Reputation: 2459
While reading essential java item45, there are three different simple loops as shown in the code below with timing. The first and the third is preferred. But when I time them,
for N < 1,000,000:
length of the list: 1000000
sum is: 499999500000
fast method time: 25
sum is: 499999500000
slower method time: 5
sum is: 499999500000
range method time: 21
the second method is actually faster, I think this may because java compiler is smart enough to substitute the a.size() with the actual number.
However, when N grows, the second method indeed becomes slower.

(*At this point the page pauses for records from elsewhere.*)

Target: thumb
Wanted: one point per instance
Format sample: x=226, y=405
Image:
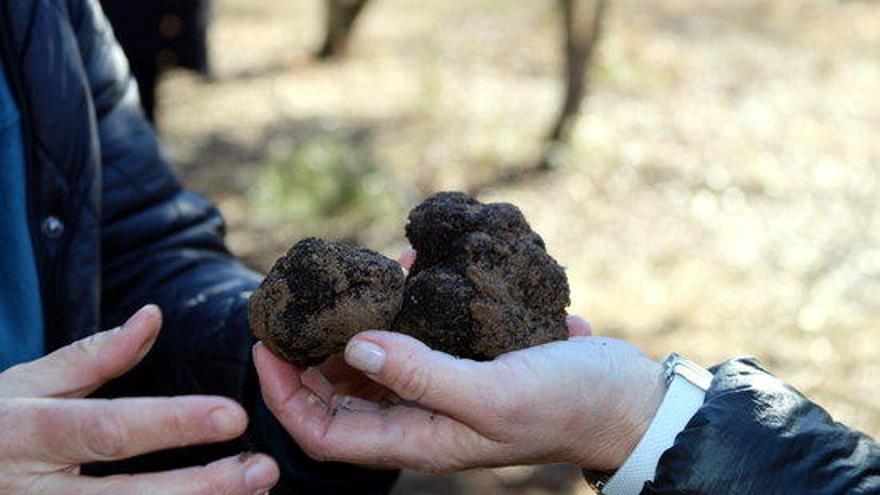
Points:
x=418, y=374
x=82, y=367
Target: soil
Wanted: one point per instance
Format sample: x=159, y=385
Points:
x=483, y=283
x=319, y=295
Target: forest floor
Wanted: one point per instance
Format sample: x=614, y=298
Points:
x=719, y=197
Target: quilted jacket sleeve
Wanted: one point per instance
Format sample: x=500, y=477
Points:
x=755, y=434
x=164, y=244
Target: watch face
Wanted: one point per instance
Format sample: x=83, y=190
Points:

I am aware this experiment is naive and machine specific. I wonder if there is an explanation for the second method outperform the other two when N is small. (the program have been run multiple times)
length of the list: 10000000
sum is: 49999995000000
fast method time: 44
sum is: 49999995000000
slower method time: 48
sum is: 49999995000000
range method time: 37
The code:
public static void main(String [] args){
// test the speed of initialize 1 million elements
// timing two different loops.
// int N = 10000000;
int N = 1000000;
List<Integer> a = new ArrayList<Integer>();
for(int i = 0; i < N; ++i){
a.add(i);
}
System.out.println("length of the list: " + a.size());
long t1 = System.currentTimeMillis();
long sum = 0;
for(int i = 0, n = a.size(); i < n; ++i){
sum += a.get(i);
}
long t2 = System.currentTimeMillis();
System.out.println("sum is: " + sum);
System.out.println("fast method time: " + (t2 - t1));
t1 = System.currentTimeMillis();
sum = 0;
for(int i = 0; i < a.size(); ++i){
sum += a.get(i);
}
t2 = System.currentTimeMillis();
System.out.println("sum is: " + sum);
System.out.println("slower method time: " + (t2 - t1));
t1 = System.currentTimeMillis();
sum = 0;
for(int i: a){
sum += i;
}
t2 = System.currentTimeMillis();
System.out.println("sum is: " + sum);
System.out.println("range method time: " + (t2 - t1));
}
Upvotes: 2
Views: 125
Reputation: 23015
I was indeed having the same results than you:
length of the list: 1000000
sum is: 499999500000
fast method time: 32
sum is: 499999500000
slower method time: 12
sum is: 499999500000
range method time: 24
So I used javap -c
to dissasemble the bytecode, and I saw that javac
was not making any kind of optimization when seeing that N was small, and in deed, no optimization was being done.
So, I tried exchanging the order of the first two statements, and here is the result:
length of the list: 1000000
sum is: 499999500000
slower method time: 30
sum is: 499999500000
fast method time: 8
sum is: 499999500000
range method time: 25
So the difference between those two methods is not the method itself, but which one happens first will be the slower.
As for why it happens, it is still puzzling me (maybe deferred loading of some class? hot-code native compilation?)